The HIV Center also increases the capacity of current and future generations of scientists, service providers, and community and policy leaders. Faculty and collaborators come from a range of schools and departments at Columbia University, academic centers of excellence throughout the NY region such as the Albert Einstein College of Medicine and the CUNY Graduate School of Public Health and Health Policy (CUNY SPH), and departments of health at city, state, and international levels. Housed within the Division of Gender, Sexuality, and Health of the Columbia University Department of Psychiatry, the HIV Center also supports the work of an NIMH Postdoctoral Fellowship Program on Behavioral Sciences Training in HIV Infection (T32-MH019139).
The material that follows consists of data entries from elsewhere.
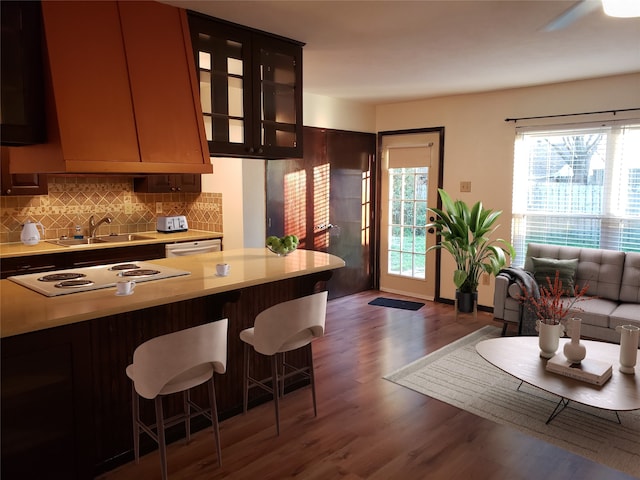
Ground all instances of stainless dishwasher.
[165,238,222,257]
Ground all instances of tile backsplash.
[0,176,222,243]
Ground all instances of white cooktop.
[8,262,191,297]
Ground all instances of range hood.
[9,1,212,174]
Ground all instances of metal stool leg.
[131,382,140,463]
[271,355,280,435]
[209,376,222,467]
[155,395,167,480]
[242,343,251,413]
[182,390,191,443]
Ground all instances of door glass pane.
[388,167,428,279]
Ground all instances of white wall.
[202,94,375,249]
[302,93,376,133]
[376,73,640,305]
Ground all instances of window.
[512,120,640,266]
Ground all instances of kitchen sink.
[47,238,105,247]
[47,233,153,247]
[96,233,153,242]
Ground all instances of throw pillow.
[531,257,578,297]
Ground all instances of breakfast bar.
[0,248,344,478]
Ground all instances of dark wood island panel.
[1,270,331,480]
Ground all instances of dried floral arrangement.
[520,270,591,325]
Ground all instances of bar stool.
[126,318,228,480]
[240,291,327,435]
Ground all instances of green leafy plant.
[427,189,515,293]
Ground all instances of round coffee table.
[476,337,640,423]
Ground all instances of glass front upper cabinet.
[189,13,302,158]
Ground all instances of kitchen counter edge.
[0,230,223,259]
[0,248,345,338]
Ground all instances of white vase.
[616,325,640,374]
[563,317,587,364]
[536,320,564,358]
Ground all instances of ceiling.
[164,0,640,103]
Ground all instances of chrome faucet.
[89,215,113,238]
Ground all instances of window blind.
[512,120,640,266]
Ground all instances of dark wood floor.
[100,291,630,480]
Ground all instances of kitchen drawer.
[0,253,68,278]
[65,243,164,268]
[0,243,165,278]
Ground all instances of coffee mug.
[116,280,136,295]
[216,263,230,277]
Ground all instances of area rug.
[369,297,424,310]
[384,326,640,478]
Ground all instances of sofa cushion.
[620,253,640,304]
[524,243,625,300]
[609,303,640,328]
[524,243,581,272]
[564,297,618,328]
[576,248,625,300]
[531,257,578,297]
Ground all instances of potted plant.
[427,189,515,312]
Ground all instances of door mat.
[369,297,424,310]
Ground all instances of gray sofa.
[493,243,640,343]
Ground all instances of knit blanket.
[499,267,540,335]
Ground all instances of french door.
[379,129,444,300]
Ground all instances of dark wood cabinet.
[0,147,49,195]
[0,0,46,146]
[0,322,93,480]
[0,271,331,480]
[189,12,303,158]
[10,1,212,174]
[266,127,376,298]
[133,173,202,193]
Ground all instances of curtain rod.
[504,108,640,122]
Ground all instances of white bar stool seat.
[240,291,327,435]
[126,318,229,480]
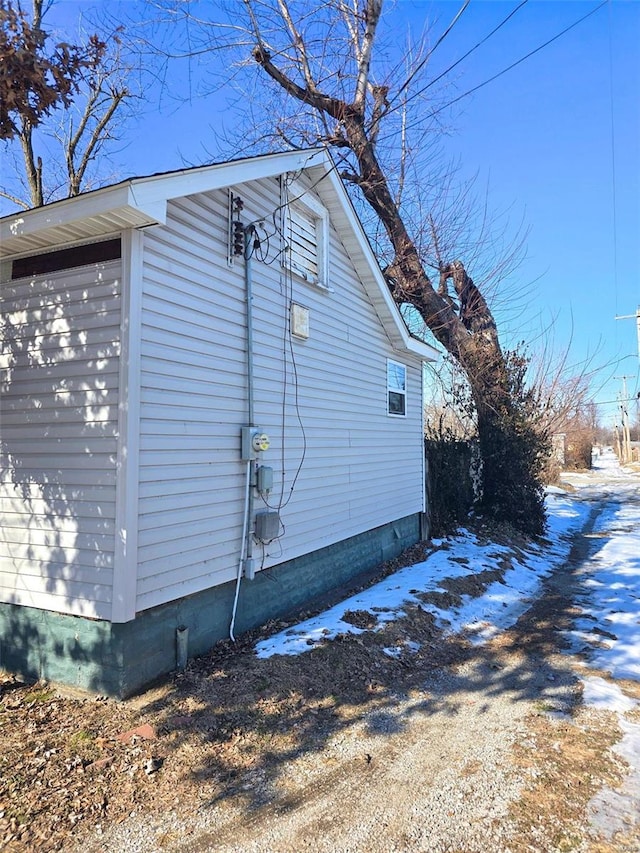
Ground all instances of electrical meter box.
[240,427,270,462]
[254,509,280,542]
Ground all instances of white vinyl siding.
[0,260,121,618]
[137,191,246,610]
[137,179,424,611]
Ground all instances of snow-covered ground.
[256,450,640,838]
[256,451,640,680]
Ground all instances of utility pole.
[615,305,640,361]
[615,305,640,462]
[615,375,634,462]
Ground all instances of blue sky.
[5,0,640,425]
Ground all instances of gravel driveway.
[78,466,640,853]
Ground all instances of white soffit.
[0,148,439,361]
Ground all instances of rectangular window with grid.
[387,359,407,417]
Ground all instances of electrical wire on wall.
[238,173,312,569]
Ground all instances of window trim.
[281,176,331,293]
[386,358,409,418]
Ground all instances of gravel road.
[82,466,640,853]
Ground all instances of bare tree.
[0,0,131,209]
[158,0,544,533]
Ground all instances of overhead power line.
[382,0,608,141]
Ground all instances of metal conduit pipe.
[229,225,255,642]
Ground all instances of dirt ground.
[0,512,640,853]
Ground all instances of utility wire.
[396,0,472,103]
[387,0,609,138]
[385,0,529,116]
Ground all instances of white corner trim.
[111,230,144,622]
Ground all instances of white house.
[0,150,436,696]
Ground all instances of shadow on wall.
[0,253,121,624]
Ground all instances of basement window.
[387,359,407,418]
[282,179,329,290]
[11,237,121,281]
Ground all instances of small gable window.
[387,359,407,417]
[282,178,329,290]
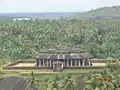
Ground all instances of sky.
[0,0,120,13]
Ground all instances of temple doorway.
[53,61,64,71]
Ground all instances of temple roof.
[37,50,92,59]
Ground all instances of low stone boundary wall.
[3,59,117,70]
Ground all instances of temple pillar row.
[79,60,80,66]
[82,59,85,66]
[70,59,72,67]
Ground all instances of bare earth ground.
[14,63,35,67]
[13,63,106,67]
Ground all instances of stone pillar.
[88,59,90,66]
[43,59,45,67]
[39,59,41,67]
[82,59,85,66]
[75,59,77,66]
[67,59,69,67]
[50,59,52,67]
[46,59,49,67]
[79,59,80,67]
[70,59,72,67]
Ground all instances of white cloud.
[0,0,120,12]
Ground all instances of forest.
[0,19,120,60]
[0,15,120,90]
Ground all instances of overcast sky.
[0,0,120,13]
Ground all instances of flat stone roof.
[37,50,92,59]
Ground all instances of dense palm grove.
[0,19,120,60]
[0,19,120,90]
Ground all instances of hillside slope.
[0,16,14,21]
[73,6,120,20]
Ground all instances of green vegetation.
[0,19,120,61]
[0,6,120,90]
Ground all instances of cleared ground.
[13,63,35,67]
[92,63,106,66]
[9,63,106,67]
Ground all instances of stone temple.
[36,50,92,71]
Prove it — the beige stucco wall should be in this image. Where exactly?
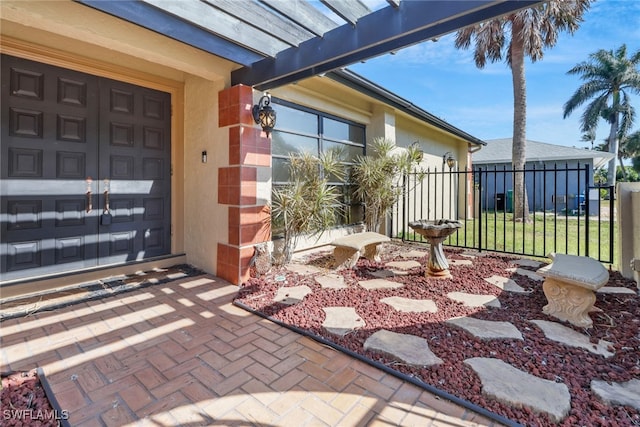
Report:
[184,76,229,272]
[616,182,640,287]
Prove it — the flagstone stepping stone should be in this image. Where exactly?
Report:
[464,357,571,422]
[596,286,637,295]
[506,268,544,282]
[358,279,404,291]
[364,329,442,366]
[285,264,322,275]
[531,320,615,357]
[484,276,531,294]
[511,258,542,268]
[380,297,438,313]
[385,260,422,270]
[447,292,502,308]
[446,317,524,340]
[322,307,366,337]
[591,380,640,409]
[400,249,429,258]
[273,285,311,305]
[315,273,348,289]
[449,259,473,266]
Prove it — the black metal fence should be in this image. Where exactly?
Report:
[391,164,615,264]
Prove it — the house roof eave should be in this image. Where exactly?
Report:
[326,68,487,146]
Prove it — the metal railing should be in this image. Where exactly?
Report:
[391,164,615,264]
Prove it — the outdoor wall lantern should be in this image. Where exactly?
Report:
[252,92,276,137]
[410,141,424,163]
[442,151,456,169]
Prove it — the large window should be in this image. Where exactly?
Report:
[271,99,365,236]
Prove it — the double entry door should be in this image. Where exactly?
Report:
[0,55,171,285]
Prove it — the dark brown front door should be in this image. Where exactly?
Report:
[0,55,171,283]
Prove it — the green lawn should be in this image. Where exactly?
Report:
[405,212,618,264]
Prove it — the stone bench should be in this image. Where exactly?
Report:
[331,231,391,268]
[537,253,609,328]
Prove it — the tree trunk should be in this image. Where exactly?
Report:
[607,107,618,187]
[618,150,629,182]
[511,23,529,222]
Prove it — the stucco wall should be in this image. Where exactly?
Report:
[616,182,640,287]
[184,76,229,273]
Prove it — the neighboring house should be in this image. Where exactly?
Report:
[0,0,536,297]
[472,138,613,214]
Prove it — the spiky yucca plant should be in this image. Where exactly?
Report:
[271,150,345,265]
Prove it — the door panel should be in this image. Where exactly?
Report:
[99,79,171,262]
[0,55,171,282]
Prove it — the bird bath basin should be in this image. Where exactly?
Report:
[409,219,462,279]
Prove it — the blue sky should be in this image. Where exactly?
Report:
[349,0,640,153]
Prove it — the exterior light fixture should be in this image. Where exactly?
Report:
[252,92,276,137]
[409,141,424,163]
[442,151,456,169]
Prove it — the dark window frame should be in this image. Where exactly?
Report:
[271,98,367,227]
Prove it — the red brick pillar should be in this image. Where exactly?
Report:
[216,85,271,284]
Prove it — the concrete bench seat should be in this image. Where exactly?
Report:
[331,231,391,268]
[537,253,609,328]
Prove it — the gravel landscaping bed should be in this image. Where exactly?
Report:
[236,242,640,426]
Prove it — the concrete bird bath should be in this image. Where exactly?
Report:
[409,219,462,279]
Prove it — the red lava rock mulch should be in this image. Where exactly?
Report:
[0,369,65,427]
[236,243,640,427]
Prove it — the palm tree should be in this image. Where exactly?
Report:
[564,44,640,189]
[455,0,591,221]
[580,129,596,150]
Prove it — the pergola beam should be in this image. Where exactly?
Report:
[231,0,543,90]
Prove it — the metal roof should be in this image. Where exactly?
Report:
[472,138,613,169]
[76,0,543,90]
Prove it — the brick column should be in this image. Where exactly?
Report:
[216,85,271,284]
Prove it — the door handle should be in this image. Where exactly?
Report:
[100,178,111,225]
[85,176,93,213]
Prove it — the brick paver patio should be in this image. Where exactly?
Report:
[0,276,495,427]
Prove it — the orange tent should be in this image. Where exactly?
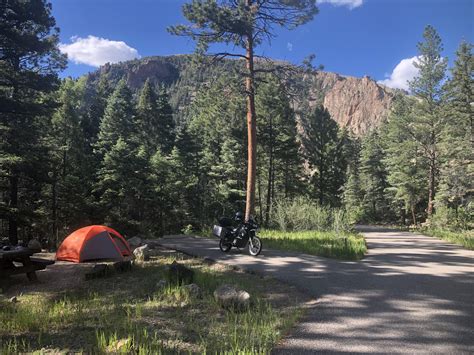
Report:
[56,226,131,263]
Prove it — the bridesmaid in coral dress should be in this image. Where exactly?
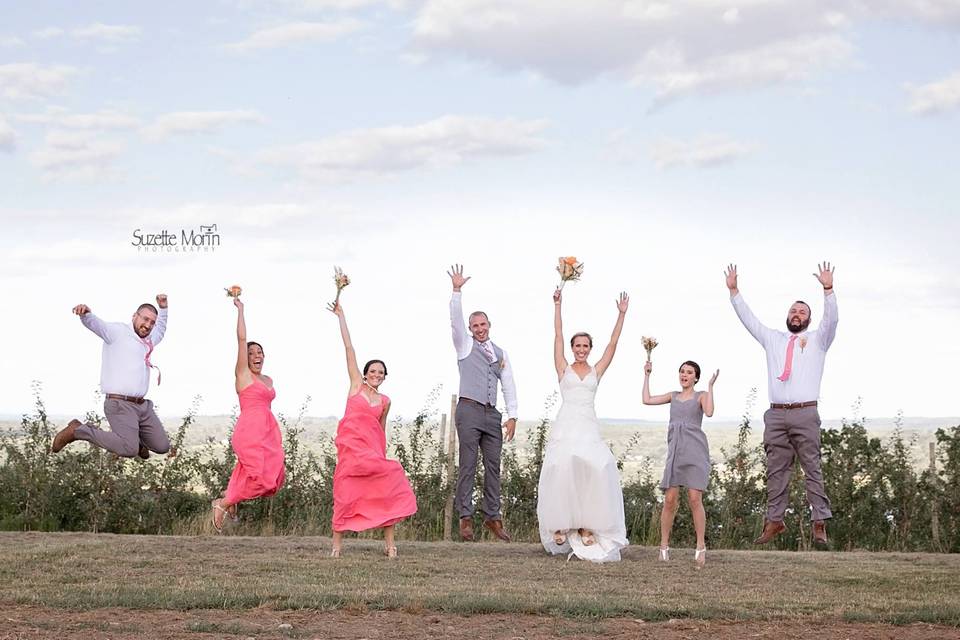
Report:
[329,303,417,558]
[211,298,285,532]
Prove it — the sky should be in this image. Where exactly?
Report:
[0,0,960,420]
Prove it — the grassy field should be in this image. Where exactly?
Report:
[0,533,960,638]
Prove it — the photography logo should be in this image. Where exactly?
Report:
[130,224,220,253]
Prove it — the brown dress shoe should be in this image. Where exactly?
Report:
[483,520,510,542]
[753,520,787,544]
[50,420,82,453]
[813,520,830,551]
[460,516,473,542]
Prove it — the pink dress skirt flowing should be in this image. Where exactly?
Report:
[224,379,286,504]
[333,392,417,531]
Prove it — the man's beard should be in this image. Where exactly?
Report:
[787,318,810,333]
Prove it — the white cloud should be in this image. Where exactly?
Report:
[906,71,960,115]
[70,22,141,44]
[143,110,264,141]
[0,115,17,152]
[253,116,547,181]
[30,130,124,180]
[14,108,140,131]
[223,18,363,53]
[0,62,77,100]
[30,27,65,40]
[651,135,754,169]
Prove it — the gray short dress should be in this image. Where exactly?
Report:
[660,391,710,491]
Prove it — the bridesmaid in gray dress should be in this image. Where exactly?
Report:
[643,360,720,569]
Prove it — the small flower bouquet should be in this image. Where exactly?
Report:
[333,267,350,307]
[641,336,659,362]
[557,256,583,291]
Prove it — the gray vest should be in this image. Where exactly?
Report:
[457,340,503,407]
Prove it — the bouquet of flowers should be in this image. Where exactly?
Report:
[641,336,659,362]
[557,256,583,291]
[333,267,350,307]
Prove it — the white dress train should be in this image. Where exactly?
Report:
[537,367,629,562]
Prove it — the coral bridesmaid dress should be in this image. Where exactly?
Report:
[224,378,285,504]
[333,392,417,531]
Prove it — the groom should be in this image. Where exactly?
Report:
[447,265,517,542]
[50,293,170,460]
[724,262,838,549]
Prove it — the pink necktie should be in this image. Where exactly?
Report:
[776,334,797,384]
[140,338,160,387]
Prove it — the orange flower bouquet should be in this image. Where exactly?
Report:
[333,267,350,307]
[640,336,659,362]
[557,256,583,291]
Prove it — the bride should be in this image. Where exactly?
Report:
[537,289,629,562]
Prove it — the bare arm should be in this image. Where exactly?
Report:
[594,291,630,378]
[700,369,720,418]
[327,302,363,394]
[553,287,567,378]
[233,298,253,393]
[643,362,673,404]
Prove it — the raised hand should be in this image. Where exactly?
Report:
[447,264,472,291]
[723,263,739,291]
[813,261,834,289]
[616,291,630,313]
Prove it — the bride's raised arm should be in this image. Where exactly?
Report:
[594,291,630,378]
[553,287,567,378]
[327,302,363,395]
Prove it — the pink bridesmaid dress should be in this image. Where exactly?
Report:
[333,392,417,531]
[224,378,285,504]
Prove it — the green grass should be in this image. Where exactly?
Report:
[0,533,960,626]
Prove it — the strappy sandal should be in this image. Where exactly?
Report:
[210,498,230,533]
[693,547,707,569]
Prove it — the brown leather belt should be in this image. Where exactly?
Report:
[770,400,817,409]
[107,393,147,404]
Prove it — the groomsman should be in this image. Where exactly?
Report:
[50,293,170,460]
[724,262,838,549]
[447,265,517,542]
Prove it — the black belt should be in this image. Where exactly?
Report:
[770,400,817,409]
[460,396,497,409]
[107,393,147,404]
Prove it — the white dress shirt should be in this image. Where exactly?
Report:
[80,309,167,398]
[730,292,838,404]
[450,291,517,420]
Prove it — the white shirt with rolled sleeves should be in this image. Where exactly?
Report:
[80,309,167,398]
[450,291,517,420]
[730,293,838,404]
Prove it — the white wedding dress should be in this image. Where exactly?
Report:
[537,367,629,562]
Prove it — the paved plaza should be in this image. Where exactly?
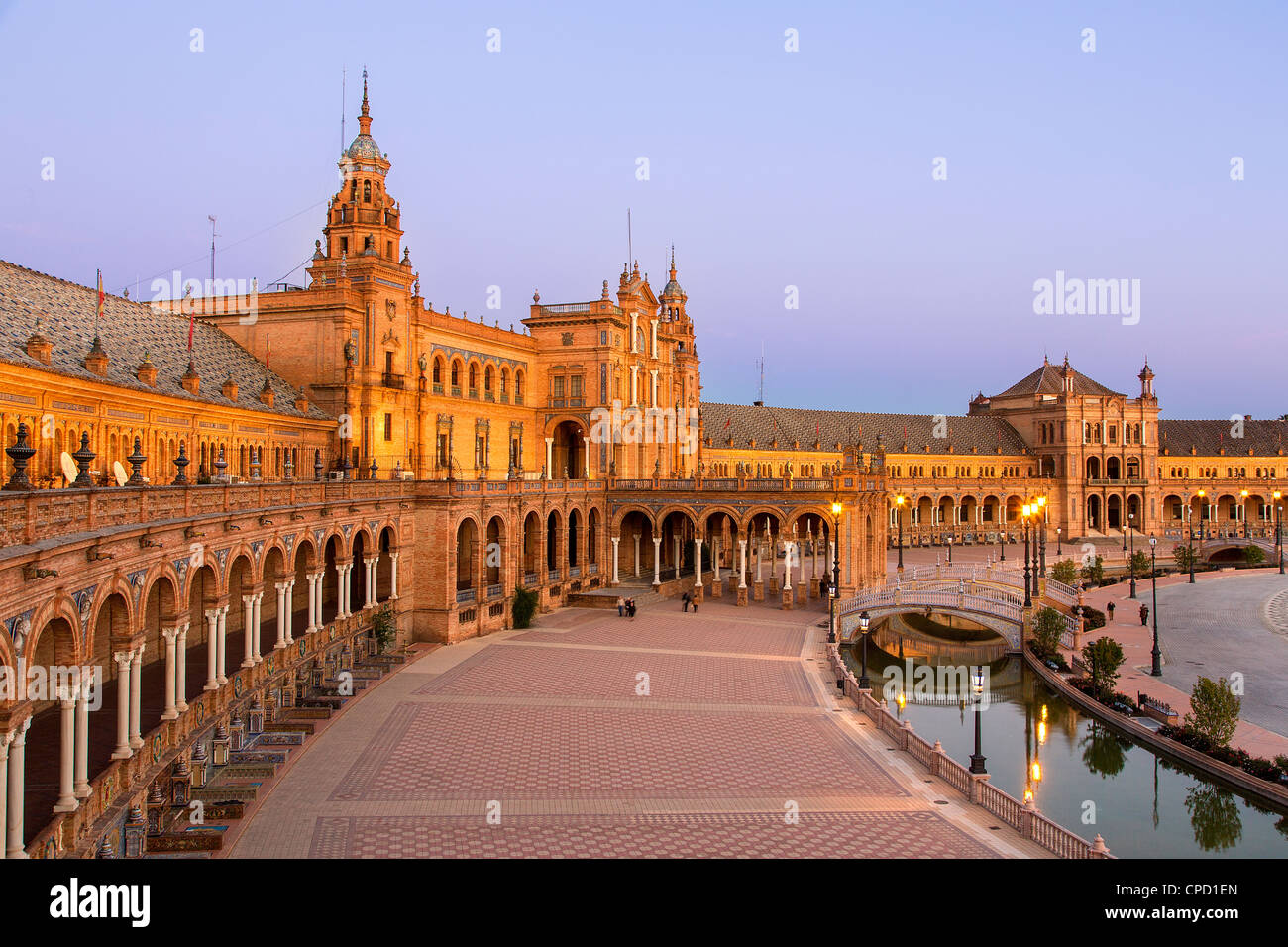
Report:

Directed by Theodorus G.M. Sandfort, PhD, along with Co-Directors Claude Ann Mellins, PhD, and John Santelli, MD, MPH, the program provides innovative training in gender, sexuality, and mental health research as applied to HIV prevention and HIV treatment and care across populations in both national and global contexts.


Recent News

Upcoming events

HIV Center Grand Rounds

December 15, 2022

IMPLEMENTING EQUITABLE ADOLESCENT STI AND HIV PREVENTION SERVICES DURING COVID-19:
THE GOOD, THE BAD, AND THE BETTER

Sarah M. Wood, MD, MS
Children's Hospital of Philadelphia,
University of Pennsylvania School of Medicine

HOW SOCIAL NETWORKS IMPACT HIV PREVENTION CONVERSATIONS AND BEHAVIORS: FINDINGS OF THE N2 COHORT STUDY OF BLACK SEXUAL MINORITY MEN AND TRANSGENDER WOMEN

Cho-Hee Shrader, PhD, MPH
ICAP, Global HIV Implementation Science Research

Please contact Stephen Sukumaran for more information.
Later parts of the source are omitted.